Re: Unintended consequences

Lurch — Sat, 25 Jun 2016 11:01:49 GMT

Regardless of the mechanics of the line and the authentication requirements in general I find it rather strange having the PPP password the same as the control panel password. I spent a morning trying to find the PPP password on a new connection only to find that it was the account password.

Probably not a problem for most connections with a Plusnet supplied pre-configured router but I was at a clients premises waiting for them to give me their PPP details. In the end they had to reveal to me their Plusnet account password, which they should never reveal to anyone, and this password is now viewable from the control panel of the router used.

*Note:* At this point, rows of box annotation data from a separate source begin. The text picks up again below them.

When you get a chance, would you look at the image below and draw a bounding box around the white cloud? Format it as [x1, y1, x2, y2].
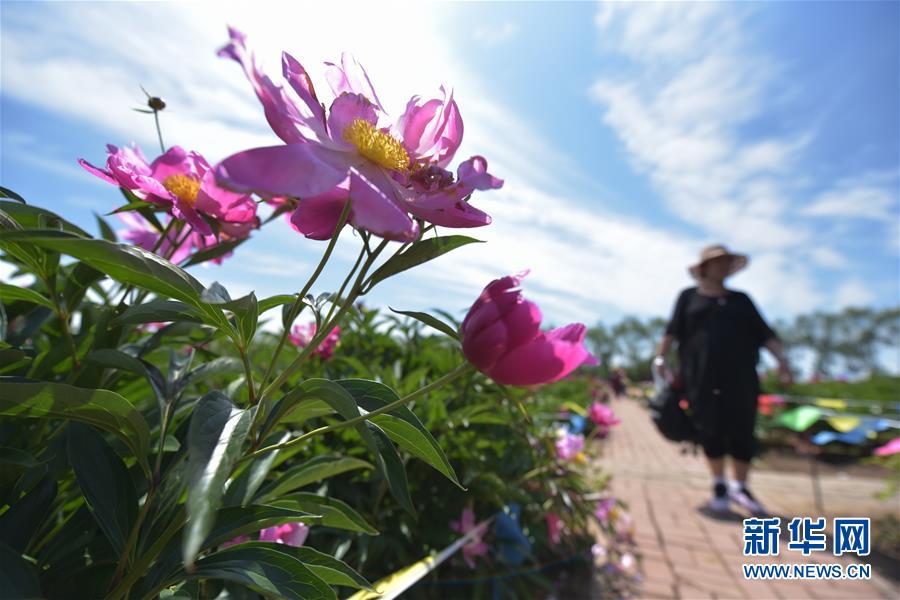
[472, 21, 519, 46]
[591, 3, 809, 251]
[2, 2, 884, 323]
[834, 279, 875, 308]
[590, 3, 846, 312]
[808, 246, 849, 269]
[803, 172, 900, 221]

So from a security practice PoV this is terrible, if a customer complained about having details compromised and told this story I would say it all sounds like a scam and I am not surprised you have been compromised. I would also say that if it was one of my own customers I would say if you have given your password to some random person (OK, they are in the customers employ I suppose but still) then they are at fault for whatever happens from that point forwards.

So in short, I don't see why the PPP password needs to match the account. I have never ever seen this with any provider (after setting up hundreds of connections with many tens of ISPs).

Re: Unintended consequences

plutox — Sat, 25 Jun 2016 10:42:22 GMT

Lurch wrote:...from a security practice PoV this is terrible,

Indeed. I'm also concerned about the possibility of this password being hacked directly out of the router/modem; recent history supports the argument that the security of such devices is, typically, not what it ought to be.